[DSIP-35][Cluster Task Insights]:Add a series of monitoring indicators to reflect the running status of tasks

Question

[DSIP-35][Cluster Task Insights]:Add a series of monitoring indicators to reflect the running status of tasks

jiangtaoNuc opened this issue a month ago · comments

Search before asking

I had searched in the DSIP and found no similar DSIP.

Motivation

At present, the monitoring items on the homepage of DS scheduling tasks are too simple to provide clear insights into the overall and sub project workflow, task operation status, including statistics of abnormal situations. It is planned to add relevant analysis indicators to assist administrators, data development, and frontline operations in analyzing and adjusting the execution status.
There are two dimensions. The first is the overall scheduling analysis, which is aimed at cluster administrators. They need to pay attention to the number of projects currently scheduled, the number of online workflows, as well as the daily successful scheduling, the distribution of hourly level scheduling tasks, how many tasks are successfully retried, and which tasks run for a long time and fail more times around the task level. The purpose of this dimension is to enable cluster administrators to quickly determine the operation status and task distribution of the scheduling system, and provide improvement suggestions to various project developers.
The second dimension is project analysis, which is aimed at the administrators of a certain project. Currently, project settings generally have a certain degree of logic, including layering or independent operation according to business scenarios. It is necessary to pay attention to the workflow situation, task situation, hourly adjustment distribution, etc. of the project. Based on the task level, it is important to consider which tasks have longer running times and more failures

Design Detail

The list of planned indicators is shown in the following figure
Numerical type is presented in the form of numerical cards during the development process, with trend proportions planned through discounting or bar charts, and lists presented in the form of bar charts.

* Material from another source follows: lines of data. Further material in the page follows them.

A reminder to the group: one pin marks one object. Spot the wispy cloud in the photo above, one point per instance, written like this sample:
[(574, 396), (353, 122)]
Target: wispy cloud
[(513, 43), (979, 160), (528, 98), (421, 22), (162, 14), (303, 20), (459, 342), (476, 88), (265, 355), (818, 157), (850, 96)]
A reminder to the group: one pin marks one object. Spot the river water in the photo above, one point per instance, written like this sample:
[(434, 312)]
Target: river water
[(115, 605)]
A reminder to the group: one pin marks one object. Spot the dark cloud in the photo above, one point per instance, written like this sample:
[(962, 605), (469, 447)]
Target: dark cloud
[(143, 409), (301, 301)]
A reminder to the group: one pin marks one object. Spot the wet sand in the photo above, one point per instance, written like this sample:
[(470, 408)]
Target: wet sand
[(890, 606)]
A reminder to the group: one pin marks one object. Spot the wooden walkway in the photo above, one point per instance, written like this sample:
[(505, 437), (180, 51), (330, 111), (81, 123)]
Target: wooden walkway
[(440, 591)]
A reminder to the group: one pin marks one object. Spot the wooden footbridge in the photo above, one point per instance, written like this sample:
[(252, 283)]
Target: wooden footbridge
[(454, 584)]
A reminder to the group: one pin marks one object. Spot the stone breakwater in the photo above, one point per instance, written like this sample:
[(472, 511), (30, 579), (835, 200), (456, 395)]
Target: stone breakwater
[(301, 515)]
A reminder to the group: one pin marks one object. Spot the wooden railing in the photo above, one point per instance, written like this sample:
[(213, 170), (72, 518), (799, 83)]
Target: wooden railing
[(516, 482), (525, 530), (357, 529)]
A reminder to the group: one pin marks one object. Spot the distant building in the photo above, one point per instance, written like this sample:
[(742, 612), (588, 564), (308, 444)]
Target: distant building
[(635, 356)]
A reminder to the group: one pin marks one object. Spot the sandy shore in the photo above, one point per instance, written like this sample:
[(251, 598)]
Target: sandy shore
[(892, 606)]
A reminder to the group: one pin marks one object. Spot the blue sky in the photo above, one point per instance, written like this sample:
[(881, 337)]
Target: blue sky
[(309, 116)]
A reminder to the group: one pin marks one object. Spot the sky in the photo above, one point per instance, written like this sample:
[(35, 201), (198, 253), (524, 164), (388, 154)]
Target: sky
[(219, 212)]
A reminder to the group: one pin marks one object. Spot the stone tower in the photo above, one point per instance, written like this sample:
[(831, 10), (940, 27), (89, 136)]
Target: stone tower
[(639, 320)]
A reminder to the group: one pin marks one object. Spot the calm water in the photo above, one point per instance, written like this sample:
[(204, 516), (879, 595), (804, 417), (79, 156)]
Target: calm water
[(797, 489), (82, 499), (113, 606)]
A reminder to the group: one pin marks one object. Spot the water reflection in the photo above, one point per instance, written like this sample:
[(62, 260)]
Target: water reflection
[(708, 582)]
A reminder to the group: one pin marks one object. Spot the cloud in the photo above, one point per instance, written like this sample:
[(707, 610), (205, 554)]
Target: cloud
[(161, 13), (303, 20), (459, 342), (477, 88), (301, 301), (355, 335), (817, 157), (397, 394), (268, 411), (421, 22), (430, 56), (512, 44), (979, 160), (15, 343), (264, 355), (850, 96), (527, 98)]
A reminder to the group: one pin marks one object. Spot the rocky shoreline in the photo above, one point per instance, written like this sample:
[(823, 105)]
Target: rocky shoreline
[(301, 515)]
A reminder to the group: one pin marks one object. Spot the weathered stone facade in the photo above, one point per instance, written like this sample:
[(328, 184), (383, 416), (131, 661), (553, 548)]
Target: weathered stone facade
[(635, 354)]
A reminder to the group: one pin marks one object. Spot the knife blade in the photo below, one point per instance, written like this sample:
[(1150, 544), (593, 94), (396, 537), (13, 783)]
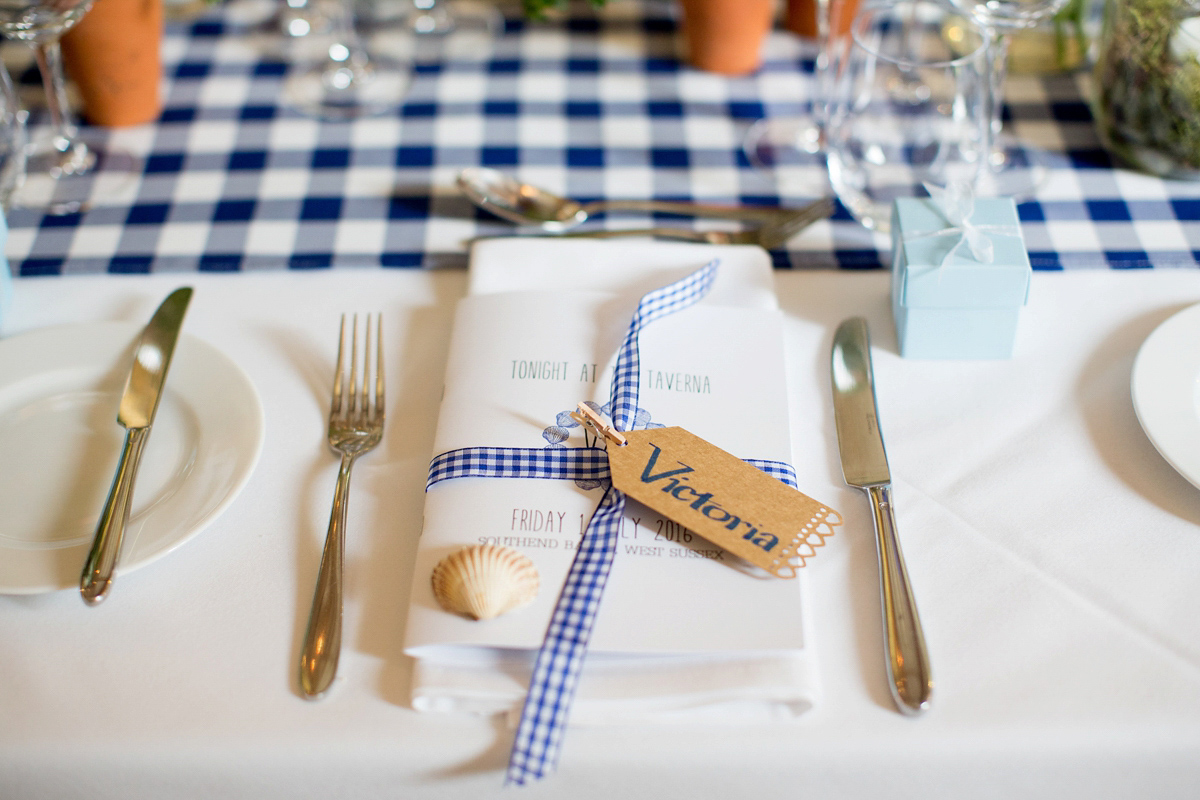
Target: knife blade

Compatibility, Deprecation, and Migration Plan

No response

Test Plan

No response

Code of Conduct

I agree to follow this project's Code of Conduct

指北 · Answer 1 · Fri Apr 26 2024 13:22:03 GMT+0800 (China Standard Time)

The first image is the overall scheduling and monitoring of the overall project, and the second image is the monitoring of the overall project. The following are some things to note:,

Try to avoid processing data separately and summarize the results from existing DS metadata tables during queries
Considering the situation where some users have a large number of task instances in their production environment, excessive metrics can lead to slow queries. So the calculation of indicators should try not to associate too many tables, and for trend indicator levels, especially for multi day task instance statistics, switches need to be added to allow users to choose whether to enable configuration.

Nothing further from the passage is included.